It took me having a quite unremarkable Last Day to realize how often Last Days happen, and how often they're, well, unremarkable. Wednesday was my Last Day of summer at John Knox Ranch, marking the end of twelve and a half weeks spent on those 300 some-odd acres. 250 meals, 13,000 stairs, countless friends and memories and inside jokes, all to eventually be left in a big envelope labeled "Summer 2008".
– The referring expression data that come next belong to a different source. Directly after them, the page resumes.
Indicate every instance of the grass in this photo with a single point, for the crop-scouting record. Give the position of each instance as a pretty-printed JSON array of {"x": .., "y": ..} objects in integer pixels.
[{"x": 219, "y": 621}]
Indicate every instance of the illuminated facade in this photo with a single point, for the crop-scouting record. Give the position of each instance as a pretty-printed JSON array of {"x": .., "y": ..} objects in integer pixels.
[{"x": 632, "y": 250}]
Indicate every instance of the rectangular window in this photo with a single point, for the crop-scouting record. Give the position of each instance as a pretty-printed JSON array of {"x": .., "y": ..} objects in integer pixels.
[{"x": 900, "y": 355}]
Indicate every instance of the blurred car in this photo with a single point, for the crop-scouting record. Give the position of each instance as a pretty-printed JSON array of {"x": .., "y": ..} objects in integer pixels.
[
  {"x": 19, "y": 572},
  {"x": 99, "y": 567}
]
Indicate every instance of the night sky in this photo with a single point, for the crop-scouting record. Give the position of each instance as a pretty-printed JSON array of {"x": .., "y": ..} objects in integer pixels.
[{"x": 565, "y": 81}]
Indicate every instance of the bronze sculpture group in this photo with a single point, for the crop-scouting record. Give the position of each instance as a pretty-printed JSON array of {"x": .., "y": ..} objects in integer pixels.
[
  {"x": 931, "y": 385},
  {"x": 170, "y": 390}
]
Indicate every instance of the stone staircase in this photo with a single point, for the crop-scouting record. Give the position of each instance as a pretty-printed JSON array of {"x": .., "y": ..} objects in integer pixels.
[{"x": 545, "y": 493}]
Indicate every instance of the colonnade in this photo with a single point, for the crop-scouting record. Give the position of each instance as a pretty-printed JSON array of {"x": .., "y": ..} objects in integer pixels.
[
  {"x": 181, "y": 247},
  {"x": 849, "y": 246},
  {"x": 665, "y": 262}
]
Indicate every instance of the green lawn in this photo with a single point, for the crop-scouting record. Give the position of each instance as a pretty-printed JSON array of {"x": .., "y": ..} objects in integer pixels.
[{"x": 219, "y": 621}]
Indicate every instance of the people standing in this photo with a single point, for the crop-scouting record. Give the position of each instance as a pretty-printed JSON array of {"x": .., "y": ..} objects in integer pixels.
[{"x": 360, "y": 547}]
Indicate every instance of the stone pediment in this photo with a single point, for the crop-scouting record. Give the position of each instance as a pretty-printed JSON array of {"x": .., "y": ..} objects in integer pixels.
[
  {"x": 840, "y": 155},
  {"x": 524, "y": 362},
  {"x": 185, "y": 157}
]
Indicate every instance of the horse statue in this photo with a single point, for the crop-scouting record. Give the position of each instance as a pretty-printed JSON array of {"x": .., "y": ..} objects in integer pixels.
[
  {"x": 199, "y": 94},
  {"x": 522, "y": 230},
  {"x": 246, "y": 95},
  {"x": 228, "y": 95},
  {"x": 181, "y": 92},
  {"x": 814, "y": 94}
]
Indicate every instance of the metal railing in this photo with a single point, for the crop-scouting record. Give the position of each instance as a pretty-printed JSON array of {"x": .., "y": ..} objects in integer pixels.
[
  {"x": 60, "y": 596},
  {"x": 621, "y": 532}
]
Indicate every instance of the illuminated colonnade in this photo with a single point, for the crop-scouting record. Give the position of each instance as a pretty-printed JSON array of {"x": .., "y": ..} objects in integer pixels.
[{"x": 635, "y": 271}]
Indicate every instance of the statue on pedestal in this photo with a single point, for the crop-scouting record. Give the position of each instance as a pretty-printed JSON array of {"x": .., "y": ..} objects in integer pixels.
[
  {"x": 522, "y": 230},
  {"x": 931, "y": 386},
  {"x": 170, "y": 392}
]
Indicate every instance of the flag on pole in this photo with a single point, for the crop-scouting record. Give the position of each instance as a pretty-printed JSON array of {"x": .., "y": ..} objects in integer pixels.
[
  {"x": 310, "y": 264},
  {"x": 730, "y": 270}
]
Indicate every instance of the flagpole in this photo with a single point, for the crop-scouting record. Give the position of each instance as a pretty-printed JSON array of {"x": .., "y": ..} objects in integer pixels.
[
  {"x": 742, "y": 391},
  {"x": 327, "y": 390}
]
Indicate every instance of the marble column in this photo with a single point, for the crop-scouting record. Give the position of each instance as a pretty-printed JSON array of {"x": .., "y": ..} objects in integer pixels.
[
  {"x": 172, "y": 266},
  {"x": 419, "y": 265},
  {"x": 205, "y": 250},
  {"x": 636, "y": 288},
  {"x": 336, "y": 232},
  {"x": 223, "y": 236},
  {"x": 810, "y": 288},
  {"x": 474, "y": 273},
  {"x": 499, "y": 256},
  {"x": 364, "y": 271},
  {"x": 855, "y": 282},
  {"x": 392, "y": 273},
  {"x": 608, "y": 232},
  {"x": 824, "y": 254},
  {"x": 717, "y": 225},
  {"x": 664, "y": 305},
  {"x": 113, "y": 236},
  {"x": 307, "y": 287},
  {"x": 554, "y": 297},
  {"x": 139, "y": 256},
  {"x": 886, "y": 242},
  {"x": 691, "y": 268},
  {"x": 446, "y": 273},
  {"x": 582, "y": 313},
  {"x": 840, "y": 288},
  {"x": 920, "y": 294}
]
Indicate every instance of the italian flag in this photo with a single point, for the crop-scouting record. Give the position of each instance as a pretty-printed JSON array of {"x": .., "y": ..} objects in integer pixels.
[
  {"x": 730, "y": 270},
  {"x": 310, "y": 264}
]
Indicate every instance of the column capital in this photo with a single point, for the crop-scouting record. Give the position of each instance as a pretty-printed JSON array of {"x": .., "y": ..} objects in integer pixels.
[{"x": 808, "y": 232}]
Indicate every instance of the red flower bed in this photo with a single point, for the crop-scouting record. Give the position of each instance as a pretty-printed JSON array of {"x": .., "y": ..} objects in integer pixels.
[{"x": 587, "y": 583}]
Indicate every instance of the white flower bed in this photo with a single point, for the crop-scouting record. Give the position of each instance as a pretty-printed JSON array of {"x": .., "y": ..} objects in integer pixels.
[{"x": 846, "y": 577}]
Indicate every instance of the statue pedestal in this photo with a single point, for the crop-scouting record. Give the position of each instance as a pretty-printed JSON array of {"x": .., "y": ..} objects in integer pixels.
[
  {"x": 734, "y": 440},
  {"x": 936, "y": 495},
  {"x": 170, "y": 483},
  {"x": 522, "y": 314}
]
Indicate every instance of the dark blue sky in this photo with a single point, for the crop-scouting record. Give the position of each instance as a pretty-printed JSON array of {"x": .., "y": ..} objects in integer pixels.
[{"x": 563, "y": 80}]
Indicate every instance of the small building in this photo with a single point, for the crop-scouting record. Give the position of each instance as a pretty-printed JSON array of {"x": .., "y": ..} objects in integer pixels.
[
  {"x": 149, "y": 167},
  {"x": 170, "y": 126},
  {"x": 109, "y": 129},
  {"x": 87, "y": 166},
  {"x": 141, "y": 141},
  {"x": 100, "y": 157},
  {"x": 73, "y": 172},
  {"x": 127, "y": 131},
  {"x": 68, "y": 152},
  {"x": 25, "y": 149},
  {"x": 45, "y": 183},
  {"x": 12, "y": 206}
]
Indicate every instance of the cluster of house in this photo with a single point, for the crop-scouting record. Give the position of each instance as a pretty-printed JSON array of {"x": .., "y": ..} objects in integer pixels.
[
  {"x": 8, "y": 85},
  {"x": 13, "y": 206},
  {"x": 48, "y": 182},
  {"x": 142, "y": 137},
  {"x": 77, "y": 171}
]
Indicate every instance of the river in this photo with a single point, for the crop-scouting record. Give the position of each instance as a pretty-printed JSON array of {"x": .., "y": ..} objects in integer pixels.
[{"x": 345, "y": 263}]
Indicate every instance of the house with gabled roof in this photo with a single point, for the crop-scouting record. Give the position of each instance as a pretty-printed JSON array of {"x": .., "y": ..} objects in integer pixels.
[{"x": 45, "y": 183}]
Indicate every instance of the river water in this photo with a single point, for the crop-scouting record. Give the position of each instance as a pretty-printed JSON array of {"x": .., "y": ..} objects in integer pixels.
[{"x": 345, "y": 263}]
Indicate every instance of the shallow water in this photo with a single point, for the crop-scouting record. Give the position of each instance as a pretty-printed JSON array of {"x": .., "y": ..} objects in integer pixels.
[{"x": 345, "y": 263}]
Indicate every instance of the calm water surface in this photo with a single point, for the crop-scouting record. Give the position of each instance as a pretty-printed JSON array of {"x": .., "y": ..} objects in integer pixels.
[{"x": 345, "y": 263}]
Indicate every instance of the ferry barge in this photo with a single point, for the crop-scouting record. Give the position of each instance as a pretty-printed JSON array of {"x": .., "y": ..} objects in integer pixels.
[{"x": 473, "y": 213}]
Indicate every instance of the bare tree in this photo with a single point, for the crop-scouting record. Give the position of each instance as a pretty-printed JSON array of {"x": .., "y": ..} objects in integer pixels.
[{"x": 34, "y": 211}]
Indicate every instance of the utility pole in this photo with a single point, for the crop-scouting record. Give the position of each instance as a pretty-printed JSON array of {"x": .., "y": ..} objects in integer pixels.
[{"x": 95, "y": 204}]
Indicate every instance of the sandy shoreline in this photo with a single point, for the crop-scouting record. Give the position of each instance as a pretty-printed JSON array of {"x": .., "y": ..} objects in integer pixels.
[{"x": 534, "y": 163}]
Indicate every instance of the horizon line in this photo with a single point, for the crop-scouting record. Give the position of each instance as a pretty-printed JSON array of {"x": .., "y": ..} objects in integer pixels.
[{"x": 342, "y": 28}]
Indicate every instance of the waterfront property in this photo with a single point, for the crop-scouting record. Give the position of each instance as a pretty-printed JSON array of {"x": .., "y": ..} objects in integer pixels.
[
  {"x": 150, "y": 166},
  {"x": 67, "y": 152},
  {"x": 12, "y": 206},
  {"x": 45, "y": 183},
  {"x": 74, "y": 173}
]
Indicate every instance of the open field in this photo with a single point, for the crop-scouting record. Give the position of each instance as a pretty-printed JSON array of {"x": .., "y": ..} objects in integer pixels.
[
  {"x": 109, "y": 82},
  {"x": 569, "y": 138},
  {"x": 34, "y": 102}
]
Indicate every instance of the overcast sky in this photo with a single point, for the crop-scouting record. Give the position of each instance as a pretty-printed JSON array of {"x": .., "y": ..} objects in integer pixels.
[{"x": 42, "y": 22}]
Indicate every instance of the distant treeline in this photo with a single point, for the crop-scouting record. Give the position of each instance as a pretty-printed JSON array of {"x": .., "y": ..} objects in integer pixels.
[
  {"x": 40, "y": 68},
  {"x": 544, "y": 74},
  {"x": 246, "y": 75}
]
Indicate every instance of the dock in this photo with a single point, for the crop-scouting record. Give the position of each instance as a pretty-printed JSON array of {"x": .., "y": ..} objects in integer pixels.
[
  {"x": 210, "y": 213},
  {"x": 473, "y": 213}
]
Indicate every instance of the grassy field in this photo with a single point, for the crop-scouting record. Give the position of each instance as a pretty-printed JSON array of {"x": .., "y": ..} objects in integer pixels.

Before last Wednesday, though, I had 2 other Last Days. There was the Last Day of summer camp--no more "Knox kids"--and there was the Last Day of camp camp--Braveheart came and went. But both of those Last Days didn't much come as Last Days to me because I knew I'd be back the next day or the next. And now I'm sitting here contemplating whether or not I should go back tomorrow, just to finish up some things I was working on. The fact that I have a choice as to whether or not I want to go back has made me realize that I have actually had my Last Day.
My Last Day passed without my best summer friend being there, without me saying goodbye to everyone I needed to, and without the sun to blind me as I drove home: it was just another year-round day at the ranch. Up until that point, I had thought that I'd have one more day to say goodbye to everyone and everything; I hadn't realized that everyone and everything had already said goodbye before me. Their Last Days had come already, while I blindly kept plugging through towards mine. I didn't even celebrate, really, except for an extra gin-and-tonic and sleeping an hour later the next morning.
A wise English co-worker told me, a couple of weeks before his Last Day, "But then, Jeanna, summer will be over, and you'll have to go back to where you were before your life here." I had shrugged him off: certainly, I couldn't just have a Last Day and then have it all disappear.
He was right--somehow, he always is. My Last Day became something to look back on, rather than something to look forward to. My Last Day became something to attach a label to, to learn from. My Last Day became a First Day and because of that, nothing really changed. There were no warnings, no Wet Floor signs, no bright orange notices on the front door. Only a landlord wondering where the rent was and friendships turning from best to too busy. Evidently, we all have our LastDay/FirstDay realities.
Tomorrow will be my Last Day of summer, I think. And hopefully some day soon, I'll have a Last Day of brief unemployment. They'll be Firsts, too, but I'm starting to think I've learned more from the Lasts than anything else: no matter how un-memorable, a Last Day means something memorable enough must have happened to make that Last Day matter.